Samstag, 14. Juli 2012

Waltraut Lewin - Ein Haus in Berlin

Waltraut Lewin hat sich mit ihrer Dreierreihe eingegliedert in eine Reihe anderer Jugendbücher, die historische Wendepunkte zum Ausgnagspunkt nehmen, eine längere Familiengeschichte zu erzählen (allen voran ist das Klasu Kordon mit seiner "Trilogie der Wendepunkte" zu nennen, die ich euch irgendwann auch vorzustellen gedenke). Lewin erzählt die Geschichte einer Familie, die in den Jahren 1890, 1935 und 1989 in den Mittelpunkt des Leser gerückt wird. In "Luise, Hinterhof Nord" nimmt diese Geschichte ihren Ausganggspunkt. Luise ist die Tochter einer Quartalssäuferin, die in ihrem lichten Momenten als Waschfrau arbeitet, und eines Invaliden. Zusammen mit Eltern und drei weiteren Schwestern lebt sie in einem Hinterhofgebäude im Schanzenviertel, und trotz ihrer erst 16 Jahre weiß sie schon sehr genau, was sie will: raus aus diesem Leben, rein in die Beletage, ins Vorderhaus. Dabei helfen soll ihr Bertram Glücksmann, der Sohn eines assimilierten und getauften Juden, mit dem sie eine Beziehung eingeht - die in einer Ehe münden wird, da ist sich Luise sicher... Im zweiten Band geht es weiter mit Katharina Sander. Sie ist die Großnichte von Luise und lebt im Hinterhaus, während im Vorderhaus Paula, Luises Tochter, als Malerin arbeitet und Katharina, die von allen nur Katze genannt wird, gelegentlich Malunterricht erteilt. Als in der Beletage eine Familie strammer Nazis einzieht, verliebt sich Katharina in deren Sohn Gerolf - und muss sich plötzlich entscheiden, zwischen ihrer Jugendliebe und ihrer halbjüdischen Tante, deren Kunstwerke plötzlich als "entartet" gelten... 44 Jahre später, am 10.November 1989, erwacht Karola im ehemaligen Vorderhaus. Das steht in Ostberlin, während das Hinterhaus zu Westberlin gehörte - die deutsche Teilung zieht sich also durch die gesamte Hausgemeinschaft. An der Mauer trifft sie auf einen Mann, der sich freut sie zu sehen und sie zu kennen scheint. Er führt sie in eine Wohnung, in der sie auf ihr absolutes Ebenbild trifft - Kordula. Diese beiden und später auch ihre Freunde im Osten scheinen Dinge von ihr zu wissen, über die sie selbst keine Kenntnis hat, doch niemand ist bereit, ihr Erklärungen zu geben oder auch nur ihren Fragen zuzuhören...

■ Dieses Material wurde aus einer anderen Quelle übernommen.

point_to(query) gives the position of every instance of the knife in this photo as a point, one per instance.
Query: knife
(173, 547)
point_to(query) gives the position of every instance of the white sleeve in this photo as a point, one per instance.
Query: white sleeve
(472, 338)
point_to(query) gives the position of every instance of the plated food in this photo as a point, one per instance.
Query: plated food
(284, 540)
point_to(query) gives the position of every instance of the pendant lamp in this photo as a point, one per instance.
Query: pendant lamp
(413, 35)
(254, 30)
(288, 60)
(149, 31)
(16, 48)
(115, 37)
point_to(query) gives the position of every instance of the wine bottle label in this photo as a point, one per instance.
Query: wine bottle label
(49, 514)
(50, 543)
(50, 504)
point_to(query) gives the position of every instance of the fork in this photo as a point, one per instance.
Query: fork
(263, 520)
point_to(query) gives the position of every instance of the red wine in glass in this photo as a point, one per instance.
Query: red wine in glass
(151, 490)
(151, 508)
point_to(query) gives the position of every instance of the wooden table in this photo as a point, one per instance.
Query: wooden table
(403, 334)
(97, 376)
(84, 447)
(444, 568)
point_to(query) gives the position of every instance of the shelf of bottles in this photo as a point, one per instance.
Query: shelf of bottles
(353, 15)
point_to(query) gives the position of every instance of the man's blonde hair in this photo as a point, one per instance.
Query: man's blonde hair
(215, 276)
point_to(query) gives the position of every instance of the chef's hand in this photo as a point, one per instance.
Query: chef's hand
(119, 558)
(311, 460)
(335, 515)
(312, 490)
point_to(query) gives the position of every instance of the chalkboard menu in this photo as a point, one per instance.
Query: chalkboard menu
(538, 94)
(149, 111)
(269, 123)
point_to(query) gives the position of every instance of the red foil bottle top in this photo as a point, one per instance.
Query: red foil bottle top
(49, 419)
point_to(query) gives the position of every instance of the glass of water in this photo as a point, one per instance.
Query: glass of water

Das sind also die drei Bände der Trilogie ganz kurz zusammengfasst. Die Idee, ein Haus zum Mittelpunkt einer Geschichte zu machen, ist gar nicht so schlecht, ich muss aber wirklich sagen, dass die Bücher erheblich schwächer werden von Band zu Band. Band eins finde ich hervorragend, da ist einerseits eine glaubwürdige Geschichte, andererseits ein realistisches Setting und sehr viel Berliner Lokalkolorit, das die Kaiserzeit sehr lebendig werden lässt. Luise ist eine sehr gut ausgearbeitete Figur, die sich durchzusetzen weiß, während der Rest ein wenig farblos bleibt. Im zweiten Band wird die Figurenzeichnung dann schon dürftiger, der historische Hintergrund auf nur einen Aspekt des Nationalsozialismus gefällt mir schon nicht mehr ganz so sehr, und Katharina ist aals Figur in meinen Augen einfach nicht gut ausgearbeitet, sondern wirkt immer extrem sprunghaft und eher der Situation angepasst, wie man sie grade braucht, damit die Geschichte funktioniert. Das Ganze wird dann aber im dritten Band nochmal wirklich verschlimmert, hier wirkt die gesamte Geschichte so konstruiert und bemüht, dass ich noch nichtmals agen könnte, alles verstanden zu haben - mein Gehirn hat sich dem einfach vesprerrt, diese Dinge zu akzeptieren und nur im Ansatz für realistisch geschildert zu halten. Das ist schade, denn grade die Wendezeit ist in historischen Jugenbüchern relativ selten ein Thema. Ich kann also den ersten Band wirklich empfehlen, die Folgebände aber nur dann, wenn man grade wirklich nichts anderes zu tun hat.